While many have used Banned Books Week to celebrate the freedom to read, others have been raising their own questions. If we are banning books, say these hypothetical people, why not start with Fifty Shades of Grey? Surely of all the books, the controversial “mummy porn” trilogy are the kind of books that deserves being taken off the shelves. Right?
This week at Hypable we have used Banned Books Week to explore the 10 most challenged books of 2011, as well as 10 frequently challenged books that we think you should read anyway. Yet across the internet, people have responded to articles in this vein by asking the same question – “Instead of banning these books, why aren’t we banning Fifty Shades of Grey?”
Let’s be clear. Just because Fifty Shades did not make an appearance on the 2011 Banned Books List doesn’t mean it hasn’t faced bans or challenges. Let’s remember it was only published in June 2011. Since then, many libraries across America have pulled the book from their shelves, not to mention that literal book burning. We can safely assume that come next year’s 2012 list, Fifty Shades will be right up there at the top.
And based on the response to our Casual Vacancy parental guide, we imagine J.K. Rowling’s new novel will be there alongside it, particularly as JKR is already the queen of
wonderful story telling satanic witchcraft.
But now that we’re talking J.K. Rowling, we are all probably thinking “HOW DARE THEY JOKE ABOUT BANNING MY QUEEN” (or possibly “hmm, that new book could have used less vulvae”). Just think back to all the crazy people who tried to stop us from reading Harry Potter, who took it off school reading lists, out of classrooms, and off the shelves at public libraries.

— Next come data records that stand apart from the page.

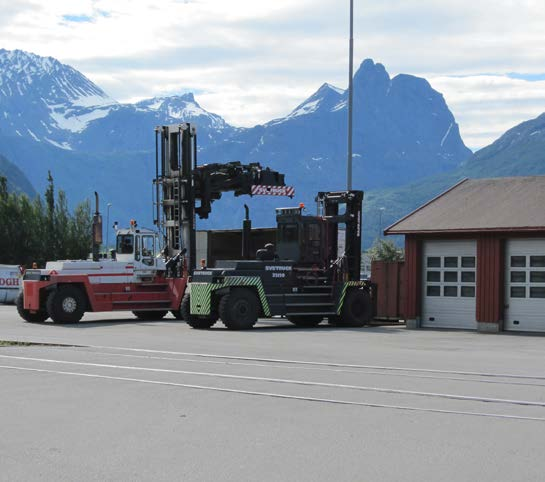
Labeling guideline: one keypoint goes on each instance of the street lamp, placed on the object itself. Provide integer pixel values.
(380, 211)
(108, 228)
(350, 98)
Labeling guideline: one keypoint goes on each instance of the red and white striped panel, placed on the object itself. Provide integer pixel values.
(273, 191)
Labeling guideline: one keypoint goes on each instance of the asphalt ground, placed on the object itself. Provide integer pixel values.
(112, 398)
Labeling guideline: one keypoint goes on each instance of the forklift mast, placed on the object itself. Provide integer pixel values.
(313, 241)
(179, 183)
(344, 207)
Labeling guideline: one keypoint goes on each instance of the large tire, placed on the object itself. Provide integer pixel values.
(193, 321)
(305, 321)
(239, 309)
(357, 309)
(150, 315)
(66, 304)
(38, 317)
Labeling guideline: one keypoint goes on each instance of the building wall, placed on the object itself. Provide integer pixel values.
(413, 279)
(490, 280)
(490, 296)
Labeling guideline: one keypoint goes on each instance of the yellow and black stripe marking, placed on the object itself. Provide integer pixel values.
(348, 284)
(201, 293)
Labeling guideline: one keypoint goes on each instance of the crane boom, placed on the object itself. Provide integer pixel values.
(180, 183)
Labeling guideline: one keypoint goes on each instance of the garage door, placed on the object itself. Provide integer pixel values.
(525, 285)
(449, 276)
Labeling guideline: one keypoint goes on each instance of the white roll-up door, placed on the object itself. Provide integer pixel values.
(525, 285)
(449, 278)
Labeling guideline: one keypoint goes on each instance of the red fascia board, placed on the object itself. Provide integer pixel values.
(424, 205)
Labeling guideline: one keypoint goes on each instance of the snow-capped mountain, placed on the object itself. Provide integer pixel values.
(54, 118)
(53, 103)
(47, 100)
(403, 131)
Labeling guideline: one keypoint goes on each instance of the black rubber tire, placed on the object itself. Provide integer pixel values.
(194, 321)
(239, 309)
(38, 317)
(333, 320)
(66, 305)
(150, 315)
(305, 321)
(357, 309)
(176, 314)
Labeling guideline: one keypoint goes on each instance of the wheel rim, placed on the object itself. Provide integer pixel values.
(242, 309)
(69, 305)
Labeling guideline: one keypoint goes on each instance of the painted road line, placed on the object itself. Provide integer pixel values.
(465, 398)
(279, 395)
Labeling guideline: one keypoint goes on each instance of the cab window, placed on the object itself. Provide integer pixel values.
(289, 233)
(125, 244)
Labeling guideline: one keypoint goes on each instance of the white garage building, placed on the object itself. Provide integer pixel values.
(475, 256)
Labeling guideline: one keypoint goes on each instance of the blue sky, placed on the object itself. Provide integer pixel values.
(251, 61)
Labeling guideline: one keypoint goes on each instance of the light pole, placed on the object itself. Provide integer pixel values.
(380, 211)
(350, 97)
(108, 227)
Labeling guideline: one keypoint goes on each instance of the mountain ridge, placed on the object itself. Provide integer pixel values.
(403, 131)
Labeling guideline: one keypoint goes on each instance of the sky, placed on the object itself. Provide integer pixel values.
(252, 60)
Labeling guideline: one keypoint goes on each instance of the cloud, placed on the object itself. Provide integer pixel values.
(254, 60)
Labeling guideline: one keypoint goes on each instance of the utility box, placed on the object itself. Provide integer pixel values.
(388, 279)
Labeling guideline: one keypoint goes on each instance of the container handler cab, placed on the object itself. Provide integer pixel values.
(303, 278)
(149, 269)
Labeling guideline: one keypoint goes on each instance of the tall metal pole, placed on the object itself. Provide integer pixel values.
(108, 227)
(350, 98)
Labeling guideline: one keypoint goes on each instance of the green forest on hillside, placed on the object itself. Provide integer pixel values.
(40, 230)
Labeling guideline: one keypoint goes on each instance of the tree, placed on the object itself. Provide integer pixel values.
(34, 231)
(385, 250)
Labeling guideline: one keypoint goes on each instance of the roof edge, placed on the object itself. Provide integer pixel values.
(461, 181)
(528, 229)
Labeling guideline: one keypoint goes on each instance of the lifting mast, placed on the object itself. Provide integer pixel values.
(180, 183)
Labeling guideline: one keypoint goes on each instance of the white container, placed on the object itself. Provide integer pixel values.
(10, 282)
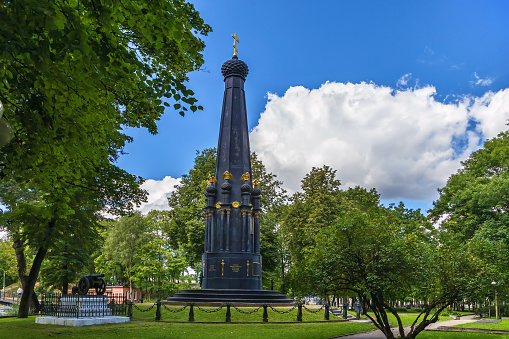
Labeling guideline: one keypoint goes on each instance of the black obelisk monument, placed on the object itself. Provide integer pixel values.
(231, 258)
(231, 262)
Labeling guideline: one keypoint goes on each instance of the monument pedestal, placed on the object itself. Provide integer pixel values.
(225, 270)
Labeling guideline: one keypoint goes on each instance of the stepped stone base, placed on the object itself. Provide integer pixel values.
(234, 296)
(79, 322)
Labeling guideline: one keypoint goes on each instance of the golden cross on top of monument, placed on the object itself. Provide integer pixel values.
(234, 36)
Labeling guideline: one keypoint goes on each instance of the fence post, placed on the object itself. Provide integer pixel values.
(158, 310)
(299, 312)
(191, 312)
(228, 313)
(130, 310)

They told us we were worshipping a pagan god, and society would be destroyed, and we were all converting to wicca. All because we crazy fans apparently thought the Harry Potter series was an instruction manual subtitled ‘Satanic Worshipping for Dummies.’
So let’s ponder that. If people are allowed to read Fifty Shades of Grey, what exactly do we think will happen? Maybe we will all turn into S&M fanatics, or start using non-disclosure agreements in our love life, or THE WORLD WILL END (it is 2012, after all).
Or maybe, some people will get to read a book they enjoy.
If you’d think “good riddance” if Fifty Shades (or The Casual Vacancy) was taken off the shelves of your local library, that’s totally fine. But if you want to be able to walk into that same library and borrow Harry Potter, To Kill a Mockingbird or Looking for Alaska, then you have to be okay with walking past Fifty Shades of Grey to get there.
And if the thought of that makes you too uncomfortable, then you have to accept that by restricting someone else’s reading, you are setting the precedent which may result in your favourite book being taken off the shelf.
Everyone deserves the opportunity to read the books they love. When books are taken out of public libraries, use is inherently restricted from people who may not be able to afford their own copy, let alone a Kindle and the e-Book version.
If you’re a parent, by all means monitor what your child is reading, as you might do for a film they want to watch or a video game they want to buy. But don’t stop someone else’s child from reading something that their parent has determined to be appropriate for them.
Maybe you think Fifty Shades of Grey is complete and utter crap, and you wouldn’t even open the front cover unless someone paid you an obscene amount of money, and then promised to wipe it from your mind with the Men in Black Neuralyzer.
Or perhaps you have read Fifty Shades, just for a laugh. Maybe you thought it was the next great love story, or read it with the Twilight soundtrack playing in the background. You may have read it as a unique framing device for a story about maturity, both emotionally and sexually. Maybe you like “mummy porn.” Maybe you just wanted to.
The beauty is, you shouldn’t have to explain your choice to anyone. But you should have a choice. And if you do, that’s all that matters.